Mastering these moves is then hugely important to the game, and it’s no coincidence that the vast, open structure of the city of Glass affords you a giant play ground in which to grow as a runner. What first appears an obstacle course quickly become a sprawling, tangled network of racing lanes, mapped out in neon behind your eyes. Fences and scattered crates are your launch pads, 10-foot gaps an excuse to enjoy a quick tumble, walls just another surface to support your careening weight.
Side missions and collectibles dot a massive city map, and critically, there’s no quick-travel teleport system of the kind that plagues so many open world games. If you want to tag a billboard on the other side of the map, instead of pressing ‘Y’ and being magically carried to your destination, you’re going to have to hoof it, and this traversal, a chore to be skipped in nearly every open world game, becomes a constant joy. The
challenge of hitting jumps, rolls and spins in time with Faith’s momentum is rewarded not with points or currency, but the visceral satisfaction of maintaining a breakneck speed.
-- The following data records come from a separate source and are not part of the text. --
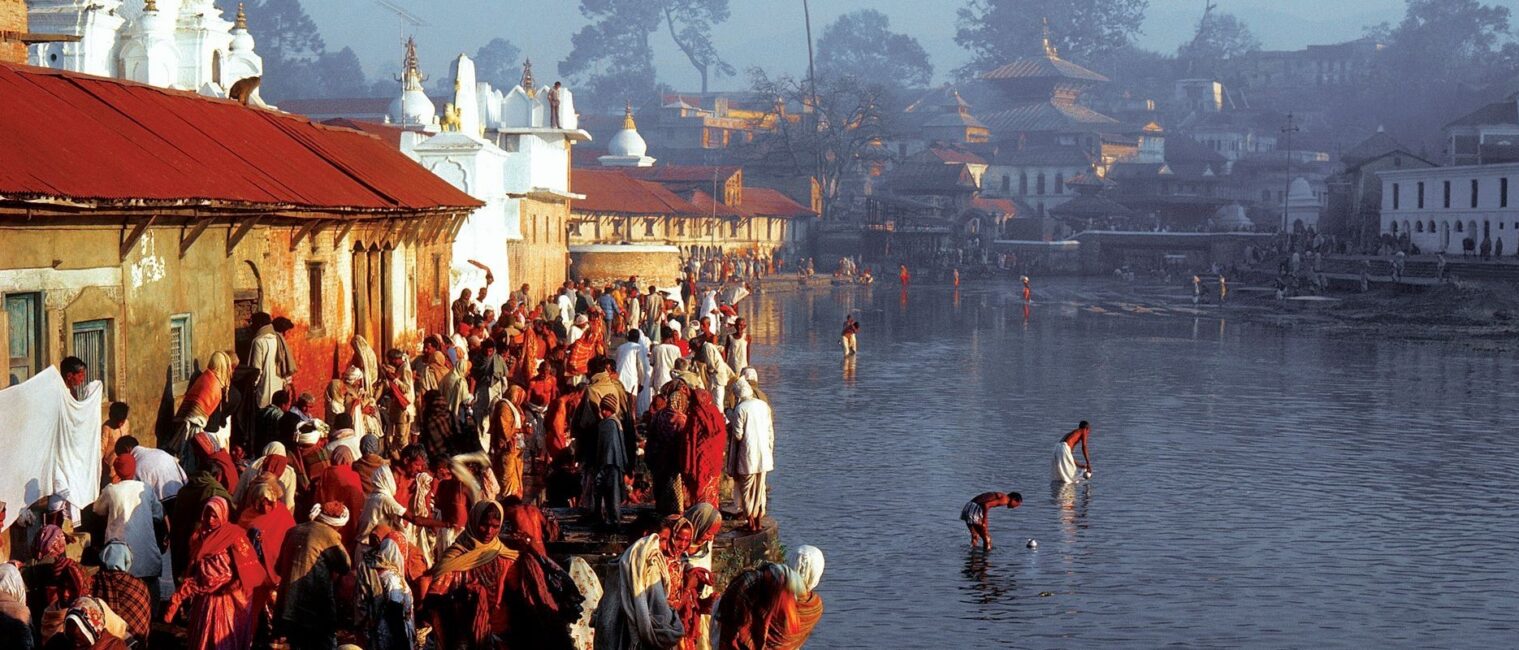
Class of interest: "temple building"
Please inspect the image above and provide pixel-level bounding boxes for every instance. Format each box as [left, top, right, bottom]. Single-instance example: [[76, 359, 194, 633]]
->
[[570, 108, 817, 258], [27, 0, 264, 103], [390, 50, 591, 302], [0, 62, 480, 431]]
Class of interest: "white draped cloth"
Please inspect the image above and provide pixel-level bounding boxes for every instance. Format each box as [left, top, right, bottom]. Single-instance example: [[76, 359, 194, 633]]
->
[[0, 366, 102, 529], [1050, 440, 1082, 483]]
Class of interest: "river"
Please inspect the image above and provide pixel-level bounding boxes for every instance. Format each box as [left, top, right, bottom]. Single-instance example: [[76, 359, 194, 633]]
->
[[744, 281, 1519, 648]]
Through this repetition controlling Faith quickly enters your muscle memory, so that when you choose to step off a window ledge and into a story mission, the mechanics of the game have become innate, and you can focus on the more bombastic set pieces the game reserves for its central plot.
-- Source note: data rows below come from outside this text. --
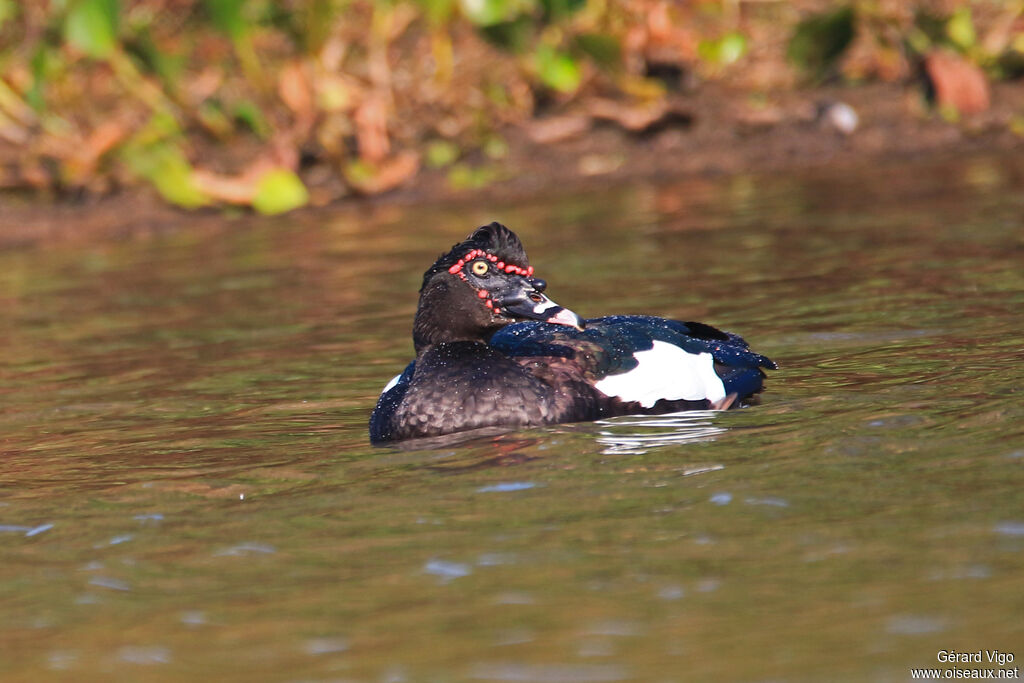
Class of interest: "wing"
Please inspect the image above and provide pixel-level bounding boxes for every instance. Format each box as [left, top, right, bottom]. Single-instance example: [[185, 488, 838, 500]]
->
[[490, 315, 775, 408], [370, 360, 416, 442]]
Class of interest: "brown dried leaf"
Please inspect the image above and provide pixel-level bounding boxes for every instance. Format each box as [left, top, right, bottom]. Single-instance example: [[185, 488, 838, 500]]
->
[[925, 50, 990, 114], [193, 159, 275, 205], [349, 152, 420, 195], [278, 59, 314, 119], [355, 94, 391, 164], [526, 115, 590, 144]]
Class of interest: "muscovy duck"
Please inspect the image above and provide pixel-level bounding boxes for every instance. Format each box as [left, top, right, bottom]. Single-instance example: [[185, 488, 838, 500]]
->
[[370, 223, 775, 443]]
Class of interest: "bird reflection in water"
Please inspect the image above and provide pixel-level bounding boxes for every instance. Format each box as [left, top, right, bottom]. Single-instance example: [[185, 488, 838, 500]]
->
[[595, 411, 726, 456]]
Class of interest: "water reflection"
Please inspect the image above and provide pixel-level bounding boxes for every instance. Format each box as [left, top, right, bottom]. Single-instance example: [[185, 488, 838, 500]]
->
[[0, 154, 1024, 682], [595, 411, 726, 454]]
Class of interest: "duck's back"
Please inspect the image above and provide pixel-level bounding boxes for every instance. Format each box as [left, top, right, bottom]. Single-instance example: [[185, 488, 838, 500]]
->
[[370, 342, 560, 441], [371, 315, 775, 441], [490, 315, 775, 411]]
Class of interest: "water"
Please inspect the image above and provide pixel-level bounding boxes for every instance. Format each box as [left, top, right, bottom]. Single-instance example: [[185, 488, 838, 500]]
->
[[0, 159, 1024, 683]]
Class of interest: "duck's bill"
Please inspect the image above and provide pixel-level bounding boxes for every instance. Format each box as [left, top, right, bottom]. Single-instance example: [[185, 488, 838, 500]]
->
[[504, 294, 585, 331]]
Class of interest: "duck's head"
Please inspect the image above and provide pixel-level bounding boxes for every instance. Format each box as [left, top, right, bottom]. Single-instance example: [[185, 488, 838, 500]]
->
[[413, 223, 583, 350]]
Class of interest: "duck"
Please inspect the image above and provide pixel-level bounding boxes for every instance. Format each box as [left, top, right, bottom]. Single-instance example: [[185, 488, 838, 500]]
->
[[370, 222, 776, 444]]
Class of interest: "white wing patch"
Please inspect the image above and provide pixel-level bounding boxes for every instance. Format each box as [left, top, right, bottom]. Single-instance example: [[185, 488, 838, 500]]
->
[[594, 341, 725, 408], [381, 373, 401, 396]]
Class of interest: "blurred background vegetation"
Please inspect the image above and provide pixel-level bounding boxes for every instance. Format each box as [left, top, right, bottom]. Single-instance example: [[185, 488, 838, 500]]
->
[[0, 0, 1024, 213]]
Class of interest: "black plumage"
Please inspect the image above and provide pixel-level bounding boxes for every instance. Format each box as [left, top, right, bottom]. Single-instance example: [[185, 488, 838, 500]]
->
[[370, 223, 775, 442]]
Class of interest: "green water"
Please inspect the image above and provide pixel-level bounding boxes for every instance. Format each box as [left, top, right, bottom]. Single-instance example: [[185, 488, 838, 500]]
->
[[0, 159, 1024, 683]]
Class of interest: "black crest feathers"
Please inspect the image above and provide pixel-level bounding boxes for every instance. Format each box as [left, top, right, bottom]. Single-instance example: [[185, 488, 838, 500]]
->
[[420, 222, 529, 292]]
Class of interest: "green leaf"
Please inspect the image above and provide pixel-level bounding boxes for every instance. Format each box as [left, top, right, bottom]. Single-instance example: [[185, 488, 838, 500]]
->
[[124, 141, 209, 209], [459, 0, 535, 27], [426, 140, 459, 168], [534, 45, 583, 92], [0, 0, 17, 29], [253, 168, 309, 215], [946, 7, 978, 50], [575, 33, 623, 71], [63, 0, 121, 59], [697, 32, 746, 66], [786, 6, 856, 78], [205, 0, 248, 40]]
Still aping GTA 3, 15 years on, open-world games have become such so commonplace that developers have forgotten to question some basic premises. Game worlds have become elaborate, fully-realized living environments, and there’s certainly an appeal to the sense of adventure that comes with exploring a vast world. But if players routinely fall back on quick-travel to skip to the fun parts of a game, we should ask if we really need the spaces in between, or if traversing those spaces between can be made to serve a better purpose. If schlepping from street to street, town to town, or island to island isn’t the focus of your game, if it’s more fun for the player to push ‘Y’ than to experience vast stretches of your game, why waste budget and hard-drive space on the video game equivalent of an intermission?